Jeff stared at Rivi for a long, long moment. “... It takes you two hundred and thirteen bodies to change a light bulb? How complicated are those things?”
“I do not think they are that much more complicated than yours?” Rivi said, though they sounded rather doubtful. They had discovered that humans were… odd about these things, sometimes. “There’s the bodies to mine the materials, the bodies to maintain my connection to that planet, the bodies to move the materials out of the mine…” They trailed off as they saw Jeff shaking his head, and laughing at… well, something. “What is it?”

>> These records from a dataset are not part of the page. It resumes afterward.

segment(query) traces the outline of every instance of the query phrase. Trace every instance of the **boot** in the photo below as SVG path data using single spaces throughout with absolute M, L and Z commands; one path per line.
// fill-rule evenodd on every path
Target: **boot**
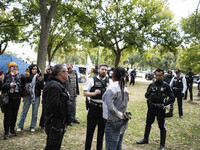
M 161 145 L 159 150 L 165 150 L 165 147 Z
M 173 109 L 170 109 L 168 113 L 165 114 L 165 118 L 173 117 Z
M 148 139 L 141 139 L 140 141 L 137 141 L 136 142 L 137 144 L 148 144 L 149 143 L 149 141 L 148 141 Z
M 144 133 L 144 138 L 140 141 L 137 141 L 137 144 L 148 144 L 149 143 L 149 133 L 151 131 L 151 127 L 146 127 L 145 128 L 145 133 Z
M 165 149 L 166 130 L 160 131 L 160 150 Z
M 17 136 L 17 133 L 15 132 L 14 129 L 10 129 L 10 134 L 11 136 Z
M 8 132 L 5 132 L 4 135 L 3 135 L 3 140 L 7 140 L 9 137 L 9 134 Z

“That explains it,” he said, after getting himself under control. “What I meant is, how many bodies does it take to grab the lightbulb and go up to change it. Not how many it takes to manufacture it. Stars, you actually keep track of that?”
“Well, not for every lightbulb, but it helps to know how when I need to… to...” They trailed off, then shook their head - a gesture they naturally shared with humans. “Never mind, it is not important right now. But… yes, I see what you mean now. That only takes one body. It probably only needs one body when you might need more, actually, since… oh, I forget the word.” The wings on their back buzzed to life, and they lifted a bit into the air. “Because of this.”
“Because you can fly, yeah,” he said. “Alright, things make more sense now. They really need to get this thing figured out.” He mock-glared at the laptop, though, being as incredibly experienced in the ways of singletons as they now were, Rivi was pretty certain that he was actually glaring at the dictionary that had thusfar been compiled.
“We are working on it right now, but we are having some trouble with a few… zo-o-lo-gi-cal terms,” Rivi said, in that odd way of speaking they had when they were copying the words they’d just heard with a different set of ears without necessarily understanding them. “Shirou says that Mariettasusanhakim-”
“Marietta,” Jeff interrupted. “Her first name is just Marietta.”
“You humans and your names,” Rivi said, amused, shaking their head and conveniently forgetting that one week that their name had been Hazerentirikvanelifahein. “Shirou says that Marietta will arrive in a few minutes to help, but it will take some time even once… she? She’s assisting.” They looked at the computer again, and added, “Though, if it only takes one person to change a lightbulb, why are you sending so many messages?”
“It’s only three,” Jeff protested, though admittedly, Rivi had a tendency to view any messages as a lot - which he, personally, was enjoying while it lasted, since in no more than a few decades, Rivi would probably view anything less than twelve billion as a laughably small number. “And I need to make sure this gets through to Maintenance - I think I’ve seen another one out, maybe a couple, actually, and the chief engineer hates not being on top of this sort of thing. And she’ll want to send out a few people to check all the lights, actually, so… huh, I guess I lied. I guess it will take more than one person. Only one for each lightbulb, but there will probably be a few people wandering around and checking for a few hours.”
Rivi was quiet for a moment, and he thought that was the end of it, until they said, “Twelve.”
“It will take twelve people to change all of the lightbulbs.”
He blinked, then grinned and smacked Rivi on the arm. “That’s cheating!”
“The last time you told me not to ask was seventeen hours and twenty-eight minutes ago,” the hive replied, smiling.
He laughed and set the laptop down. “Alright, guess that’s fair. Come on, then - that was the last thing I needed to take care of, and I need food. And no, before you ask, don’t just bring something here - the last thing we need is a diplomatic incident because of your taste buds, like what almost happened last month.”
“You are all so odd about your food,” Rivi said as they walked towards the door. Then, they paused and asked, “What are taste buds?”